Anak Butuh Pendidik yang Berakhlak Mulia
Kenakalan anak terkadang terjadi karena faktor orang tua atau pendidik yang kurang terampil. Sebab, anak merupakan lembaran suci yang belum tergores oleh tinta yang mengotorinya. Rasulullah shallallahu alaihi wasallam memberitahu bahwa anak pada asalnya lahir dalam keadaan fitrah, lalu kedua orang tuanya yang menjadi sebab anak berubah dari fitrahnya. Menjadi Yahudi, Nasrani atau Majusi, ini penting buat pegangan orang tua atau pendidik, terutama ketika anak masih berusia muda.
Mudahkan, jangan dipersulit
Setiap manusia ingin kemudahan. Begitu pula anak kecil yang belum sempurna kekuatan fisik dan daya nalarnya. Orang tua atau pendidik hendaknya memperhatikan kemampuan anak didiknya. Sebab, satu sama lain berbeda kecerdasannya, walaupun sama umurnya. Orang tua hendaknya tidak membebani anak, baik berupa ibadah atau pelajaran yang di luar kemampuannya. Demikian juga orang tua, hendaknya tidak melontarkan kalimat atau perkataan yang tidak layak didengar oleh anak, atau melakukan tindakan fisik yang mengakibatkan kerusakan badan dan jiwanya.
Ini mengingatkan kita tatkala Rasulullah shallallahu alaihi wasallam mengutus Mu’adz dan Abu Musa ke Yaman, beliau shallallahu alaihi wasallam berpesan:
يَسِّرَا وَلَا تُعَسِّرَا وَبَشِّرَا وَلَا تُنَفِّرَا وَتَطَاوَعَا وَلَا تَخْتَلِفَا
“Mudahkanlah (urusan) dan jangan dipersulit.

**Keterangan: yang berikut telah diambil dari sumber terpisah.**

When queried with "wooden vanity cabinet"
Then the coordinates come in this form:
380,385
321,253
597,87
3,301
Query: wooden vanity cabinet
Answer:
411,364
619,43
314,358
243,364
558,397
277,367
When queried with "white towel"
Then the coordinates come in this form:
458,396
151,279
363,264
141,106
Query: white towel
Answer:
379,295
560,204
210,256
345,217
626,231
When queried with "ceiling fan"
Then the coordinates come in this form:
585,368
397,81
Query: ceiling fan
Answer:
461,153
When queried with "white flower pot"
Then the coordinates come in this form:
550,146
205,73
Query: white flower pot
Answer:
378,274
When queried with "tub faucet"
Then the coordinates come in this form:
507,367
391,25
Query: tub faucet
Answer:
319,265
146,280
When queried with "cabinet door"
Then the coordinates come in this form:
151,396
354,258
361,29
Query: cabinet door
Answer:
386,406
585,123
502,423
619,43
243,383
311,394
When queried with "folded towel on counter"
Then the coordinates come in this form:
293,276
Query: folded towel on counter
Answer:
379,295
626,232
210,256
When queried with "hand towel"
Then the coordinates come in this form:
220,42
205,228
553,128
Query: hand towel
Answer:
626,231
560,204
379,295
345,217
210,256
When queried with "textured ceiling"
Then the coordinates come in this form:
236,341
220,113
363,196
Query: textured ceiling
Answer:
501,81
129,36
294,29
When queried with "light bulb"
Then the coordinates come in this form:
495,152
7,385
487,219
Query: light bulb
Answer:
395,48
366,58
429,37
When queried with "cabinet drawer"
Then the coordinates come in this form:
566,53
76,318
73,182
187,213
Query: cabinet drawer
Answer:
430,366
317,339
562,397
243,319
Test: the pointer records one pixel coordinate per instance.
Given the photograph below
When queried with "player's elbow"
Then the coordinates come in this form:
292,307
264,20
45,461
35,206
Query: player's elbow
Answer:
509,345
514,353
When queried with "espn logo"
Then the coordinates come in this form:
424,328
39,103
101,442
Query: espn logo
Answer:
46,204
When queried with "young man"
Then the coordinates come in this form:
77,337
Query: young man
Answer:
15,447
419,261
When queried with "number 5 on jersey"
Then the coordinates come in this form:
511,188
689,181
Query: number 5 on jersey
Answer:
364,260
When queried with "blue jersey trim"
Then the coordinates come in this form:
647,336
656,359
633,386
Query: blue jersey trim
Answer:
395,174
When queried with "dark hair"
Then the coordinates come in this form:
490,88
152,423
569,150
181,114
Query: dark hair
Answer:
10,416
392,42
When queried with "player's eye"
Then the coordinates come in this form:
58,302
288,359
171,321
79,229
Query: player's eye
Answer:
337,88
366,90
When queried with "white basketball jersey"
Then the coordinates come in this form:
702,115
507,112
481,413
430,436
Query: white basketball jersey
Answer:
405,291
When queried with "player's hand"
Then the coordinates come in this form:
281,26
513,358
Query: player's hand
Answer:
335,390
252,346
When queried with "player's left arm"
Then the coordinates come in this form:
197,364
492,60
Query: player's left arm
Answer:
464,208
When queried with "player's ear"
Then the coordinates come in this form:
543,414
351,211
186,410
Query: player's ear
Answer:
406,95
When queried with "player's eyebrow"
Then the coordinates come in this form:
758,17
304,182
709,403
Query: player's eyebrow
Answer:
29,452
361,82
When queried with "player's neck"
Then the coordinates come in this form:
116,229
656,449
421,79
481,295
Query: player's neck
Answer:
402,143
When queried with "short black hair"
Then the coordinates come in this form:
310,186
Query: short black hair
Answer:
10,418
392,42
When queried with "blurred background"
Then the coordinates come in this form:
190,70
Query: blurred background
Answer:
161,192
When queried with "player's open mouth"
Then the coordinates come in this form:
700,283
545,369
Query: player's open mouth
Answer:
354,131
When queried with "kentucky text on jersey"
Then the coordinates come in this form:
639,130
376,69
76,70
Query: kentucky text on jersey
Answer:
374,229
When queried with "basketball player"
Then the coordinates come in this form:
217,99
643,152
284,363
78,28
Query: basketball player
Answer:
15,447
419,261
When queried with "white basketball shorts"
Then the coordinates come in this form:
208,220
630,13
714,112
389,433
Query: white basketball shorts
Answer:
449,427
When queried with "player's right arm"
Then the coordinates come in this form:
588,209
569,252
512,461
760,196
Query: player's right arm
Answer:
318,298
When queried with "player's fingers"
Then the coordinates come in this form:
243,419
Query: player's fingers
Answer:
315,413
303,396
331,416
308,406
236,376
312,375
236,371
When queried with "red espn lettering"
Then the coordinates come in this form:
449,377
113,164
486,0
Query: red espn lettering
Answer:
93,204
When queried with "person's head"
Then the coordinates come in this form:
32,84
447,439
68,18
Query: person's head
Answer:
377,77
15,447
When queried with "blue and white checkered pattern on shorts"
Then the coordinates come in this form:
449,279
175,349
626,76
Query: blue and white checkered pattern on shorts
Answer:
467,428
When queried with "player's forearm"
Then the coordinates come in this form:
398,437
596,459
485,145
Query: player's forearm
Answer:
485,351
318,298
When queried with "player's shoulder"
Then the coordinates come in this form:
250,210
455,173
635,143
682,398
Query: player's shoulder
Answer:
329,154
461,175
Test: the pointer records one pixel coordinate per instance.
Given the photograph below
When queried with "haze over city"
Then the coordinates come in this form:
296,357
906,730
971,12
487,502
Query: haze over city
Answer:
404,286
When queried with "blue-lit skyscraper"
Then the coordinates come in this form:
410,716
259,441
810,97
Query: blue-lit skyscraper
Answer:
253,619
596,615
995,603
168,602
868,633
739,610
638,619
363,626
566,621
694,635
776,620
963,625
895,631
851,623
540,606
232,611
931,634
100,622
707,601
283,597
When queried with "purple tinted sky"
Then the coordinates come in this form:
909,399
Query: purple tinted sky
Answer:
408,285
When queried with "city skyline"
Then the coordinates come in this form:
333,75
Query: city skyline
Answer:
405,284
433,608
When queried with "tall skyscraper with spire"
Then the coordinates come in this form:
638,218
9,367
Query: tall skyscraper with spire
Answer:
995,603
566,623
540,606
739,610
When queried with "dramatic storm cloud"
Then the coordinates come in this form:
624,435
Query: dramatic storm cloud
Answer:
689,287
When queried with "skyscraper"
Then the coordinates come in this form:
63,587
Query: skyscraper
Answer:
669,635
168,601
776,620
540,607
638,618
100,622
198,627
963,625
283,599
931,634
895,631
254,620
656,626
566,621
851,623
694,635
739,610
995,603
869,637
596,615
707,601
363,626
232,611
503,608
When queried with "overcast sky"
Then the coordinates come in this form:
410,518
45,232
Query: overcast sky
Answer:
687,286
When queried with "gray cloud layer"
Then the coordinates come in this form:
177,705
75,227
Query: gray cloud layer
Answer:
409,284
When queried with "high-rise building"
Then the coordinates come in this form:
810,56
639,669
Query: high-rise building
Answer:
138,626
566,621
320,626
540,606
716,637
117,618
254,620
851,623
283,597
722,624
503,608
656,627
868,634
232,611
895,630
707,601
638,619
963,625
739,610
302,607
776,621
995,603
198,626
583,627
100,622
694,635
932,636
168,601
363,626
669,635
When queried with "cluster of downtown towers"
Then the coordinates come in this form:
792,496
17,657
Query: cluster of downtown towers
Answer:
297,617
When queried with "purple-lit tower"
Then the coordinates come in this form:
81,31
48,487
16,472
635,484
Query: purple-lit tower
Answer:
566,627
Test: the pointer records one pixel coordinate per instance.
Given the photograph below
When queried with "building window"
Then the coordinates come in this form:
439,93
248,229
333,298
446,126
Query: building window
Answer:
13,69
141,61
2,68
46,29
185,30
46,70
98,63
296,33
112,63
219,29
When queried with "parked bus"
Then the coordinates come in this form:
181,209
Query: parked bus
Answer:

Berilah kabar gembira dan jangan membuat orang lari (tidak tertarik) dan bekerjasamalah kalian berdua dan jangan berselisih.” (HR. al-Bukhari: 2811)
Apabila Rasulullah shallallahu alaihi wasallam saja menyuruh sahabatnya agar berlaku lembut dan mempermudah urusan masyarakat yang didakwahi dan memerintah agar bekerjasama di dalam menyampaikan dakwah, maka bagaimana dengan anak yang masih kecil dan belum sempurna akalnya? Tentu lebih membutuhkan kelembutan dan kemudahan.
Hadits ini juga menghimbau pendidik agar bekerjasama untuk menanggulangi masalah kenakalan dan keterlambatan anak. Perlunya kerja sama antara orang tua serta keluarga. Para pendidik dan pengurus hendaknya benar-benar memperhatikan perkara ini, agar anak merasa diperhatikan oleh semua pihak. Sebab, sesuatu yang dihasilkan dari musyawarah insya Allah lebih banyak faedahnya daripada berpijak kepada pendiriannya sendiri.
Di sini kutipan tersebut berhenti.